Un racconto erotico horror... pubblicarlo? Ma si, fa parte di me!



Proiettato verso l'infinito



A ben guardare, in fondo, non era poi tanto male. Il seno di una terza misura abbondante, le natiche sode e le labbra invitanti. Nel complesso non era da buttar via. Certo, i capelli biondi, poco puliti, e le unghie dallo smalto scrostato non erano certamente invitanti. Ma non odorava di cattivo, questo no. Le si avvicinò, lo sguardo lubrico, il pene duro nei pantaloni. Gli bastava così poco, ormai, per far si che l'eccitazione prendesse pieno potere dei suoi arti inferiori. Avvertì il classico pizzicore all'inguine, mentre il membro continuava a salire verso l'ombelico, sfiorando l'elastico delle mutande strette. Si sedette meglio sul sedile dov'era seduto, accostandosi ancora un poco alla ragazza. L'ondeggiare della metro aiutava il suo pene a distendersi, provocando una sorta di movimento propedeutico all'eccitamento progressivo. Un braccio sulla testiera del sedile di destra, si sporse a odorare la chioma poco fluente della ragazza. Ciò che sentì non era esattamente quel che avrebbe desiderato, d'altronde già il loro aspetto non gli aveva fatto sperare il contrario. Ma non importava. Lo sguardo gli cadde nuovamente sulla scollatura ampia della ragazza, ignara di essere diventata, d'un tratto, preda succulenta. Le cuffie del lettore mp3 alle orecchie, teneva gli occhi chiusi, battendo un piede a terra al ritmo incessante di quello che distinse come un rock duro. Duro, come il suo pene. Sorrise, sfiorando col ginocchio quello di lei. Solo quel contatto gli provocò una scarica di adrenalina pura e immaginò come sarebbe stato affondare le labbra nei seni prosperosi, infilare le dita nell'incavo delle cosce, leccando i capezzoli e risalendo, fino al mento. Si chiese, una mano a massaggiarsi il membro, come sarebbe stato insinuare la sua lingua tra le labbra lisce di lei, ascoltare il pulsare del suo pene nell'umida cavità del suo intimo, affondando una mano tra i capelli, afferrandole la nuca.

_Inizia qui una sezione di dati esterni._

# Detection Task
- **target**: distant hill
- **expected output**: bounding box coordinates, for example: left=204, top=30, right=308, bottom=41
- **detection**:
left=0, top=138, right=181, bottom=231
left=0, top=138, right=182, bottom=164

La ragazza aprì gli occhi, a controllare la fermata a cui erano giunti, e si accorse dell'estrema vicinanza all'uomo. Visibilmente imbarazzata, cercò di allontanarsi, accostandosi ancor più alla testiera. Erano soli nel vagone e la mano sul membro che ne massaggiava l'interno la spaventò ancor più del pensiero che le era sovvenuto alla mente. Lo osservò, cercando di respirare piano e di muoversi con estrema cautela. Non voleva che si destasse, non voleva attirare ancor di più la sua attenzione. Faceva caldo e i calzoncini che aveva indossato, per recarsi a lavoro, avevano fatto in modo che la pelle delle cosce si attaccasse al sedile. Cercò di alzarsi con estrema lentezza, ma avvertì un estremo dolore nel farlo. Troppo caldo, troppo calore. Timorosa di aver mosso troppa aria, si voltò a osservare il suo vicino. Non era brutto. Non era affatto brutto, e in un'altra circostanza gli avrebbe riservato un lungo sguardo, cercando una maniera per farsi abbordare. Ma non così, non con la sua mano che massaggiava l'evidente eccitamento che lei, o qualsiasi altra cosa, gli avevano procurato. Appoggiò la mano destra sul sedile a fianco e riprovò a muoversi, questa volta con più successo. Quel dannato trenino sembrava proiettato verso la fine del mondo. Non si fermava mai, in nessun posto, come fosse incantato. Avvertì la nausea bruciarle la gola, montandole direttamente dallo stomaco, mentre con orrore notava gli occhi cerulei dell'uomo aprirsi e guardarla. Lei non si era ancora mossa dal suo posto e la mano di lui, abbandonata alla testiera del suo sedile, dondolante al movimento ondulatorio del vagone, incombeva come un rapace sul suo seno. Si osservarono, il respiro di lei trattenuto nei polmoni, quello di lui corto. Un sorriso. La ragazza arrossì, immobile nel panico crescente.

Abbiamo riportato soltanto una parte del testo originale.